Location
- Country: Ukraine

Physical characteristics
- Mouth: Dnieper
- • coordinates: 47°19′16″N 34°01′43″E﻿ / ﻿47.321°N 34.0286°E
- Length: 41 km (25 mi)

Basin features
- Progression: Dnieper→ Dnieper–Bug estuary→ Black Sea

= Rohachyk =

River in Ukraine

The Rohachyk river (Ukrainian: Рогачик) is a left tributary of the Dnieper river in Kherson oblast, Ukraine. It has a length of 41 km. The river valley is up to 200 m wide. The width is generally 5 m. There are several ponds on the river. It names derives from a Ukrainian word for the "horn" as the river is winding.

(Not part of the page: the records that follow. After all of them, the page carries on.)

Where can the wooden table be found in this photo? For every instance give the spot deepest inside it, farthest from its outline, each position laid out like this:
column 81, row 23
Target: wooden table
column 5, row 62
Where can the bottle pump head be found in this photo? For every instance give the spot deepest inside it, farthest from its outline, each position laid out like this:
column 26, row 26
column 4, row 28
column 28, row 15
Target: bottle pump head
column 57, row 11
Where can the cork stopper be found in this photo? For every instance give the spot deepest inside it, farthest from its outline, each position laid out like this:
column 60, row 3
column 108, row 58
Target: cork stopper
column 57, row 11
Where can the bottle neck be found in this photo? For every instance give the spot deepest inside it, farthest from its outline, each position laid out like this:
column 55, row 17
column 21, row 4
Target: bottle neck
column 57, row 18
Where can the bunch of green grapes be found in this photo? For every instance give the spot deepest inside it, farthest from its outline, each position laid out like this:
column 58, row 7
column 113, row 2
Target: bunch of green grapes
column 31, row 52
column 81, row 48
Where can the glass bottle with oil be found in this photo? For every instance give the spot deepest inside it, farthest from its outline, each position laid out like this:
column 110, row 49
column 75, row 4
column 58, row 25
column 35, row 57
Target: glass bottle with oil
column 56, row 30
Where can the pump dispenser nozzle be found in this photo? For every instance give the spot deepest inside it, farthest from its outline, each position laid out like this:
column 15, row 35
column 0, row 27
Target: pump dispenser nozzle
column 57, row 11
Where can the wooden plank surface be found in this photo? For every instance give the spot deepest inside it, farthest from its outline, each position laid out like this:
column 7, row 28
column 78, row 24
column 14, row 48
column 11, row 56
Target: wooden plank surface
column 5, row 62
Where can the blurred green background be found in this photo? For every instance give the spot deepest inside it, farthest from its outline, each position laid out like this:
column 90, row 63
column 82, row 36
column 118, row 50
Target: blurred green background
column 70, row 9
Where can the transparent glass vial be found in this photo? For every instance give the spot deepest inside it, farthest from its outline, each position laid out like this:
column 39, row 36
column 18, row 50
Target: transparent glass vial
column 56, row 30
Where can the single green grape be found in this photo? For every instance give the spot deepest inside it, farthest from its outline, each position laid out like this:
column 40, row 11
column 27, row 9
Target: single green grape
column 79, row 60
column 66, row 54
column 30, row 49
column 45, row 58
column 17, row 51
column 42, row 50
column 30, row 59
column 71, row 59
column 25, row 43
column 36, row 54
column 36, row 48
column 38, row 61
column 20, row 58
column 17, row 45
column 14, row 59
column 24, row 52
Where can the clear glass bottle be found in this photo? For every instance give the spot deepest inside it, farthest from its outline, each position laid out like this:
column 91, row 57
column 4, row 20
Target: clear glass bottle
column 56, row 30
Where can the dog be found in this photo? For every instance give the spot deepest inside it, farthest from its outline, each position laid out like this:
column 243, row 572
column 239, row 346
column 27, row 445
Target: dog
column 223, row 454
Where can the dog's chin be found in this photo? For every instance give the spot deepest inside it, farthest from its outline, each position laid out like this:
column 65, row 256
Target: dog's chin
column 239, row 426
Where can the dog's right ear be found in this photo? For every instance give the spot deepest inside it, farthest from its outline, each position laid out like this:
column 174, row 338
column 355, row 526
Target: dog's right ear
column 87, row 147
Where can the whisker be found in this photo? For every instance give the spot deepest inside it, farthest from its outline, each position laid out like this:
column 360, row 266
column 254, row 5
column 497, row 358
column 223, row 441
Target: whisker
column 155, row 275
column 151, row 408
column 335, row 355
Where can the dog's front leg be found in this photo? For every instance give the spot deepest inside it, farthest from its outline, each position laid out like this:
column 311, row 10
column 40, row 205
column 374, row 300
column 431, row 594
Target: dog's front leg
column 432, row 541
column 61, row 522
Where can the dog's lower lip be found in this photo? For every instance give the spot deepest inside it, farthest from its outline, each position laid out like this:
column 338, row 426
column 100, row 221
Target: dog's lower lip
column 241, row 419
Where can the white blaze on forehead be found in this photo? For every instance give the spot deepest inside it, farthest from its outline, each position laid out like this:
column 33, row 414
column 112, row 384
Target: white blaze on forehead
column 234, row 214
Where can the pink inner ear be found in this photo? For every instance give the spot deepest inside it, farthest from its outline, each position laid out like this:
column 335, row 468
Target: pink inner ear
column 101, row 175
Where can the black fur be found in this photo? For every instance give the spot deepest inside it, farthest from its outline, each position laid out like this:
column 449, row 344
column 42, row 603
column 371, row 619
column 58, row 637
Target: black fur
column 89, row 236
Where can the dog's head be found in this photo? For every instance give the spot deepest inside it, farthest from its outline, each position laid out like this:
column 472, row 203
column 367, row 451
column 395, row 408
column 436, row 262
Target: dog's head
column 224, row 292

The Rohachyk river rises in the southern outskirts of the urban-type settlement of Verkhnii Rohachyk. It flows through the territory of Kakhovka Raion of Kherson Oblast. The mouth area of the river 7 km in length creates Nyzhniy (Lower) Rohachyk estuary which is separated from the Dnieper by Kakhovka Reservoir dam.

There are three unnamed left tributaries.

The river flows through such settlements as: Verkhnii Rohachyk, Novooleksiivka, Trudovyk, Zoria, Heorhiivka, Oleksiivka, Prolatarii.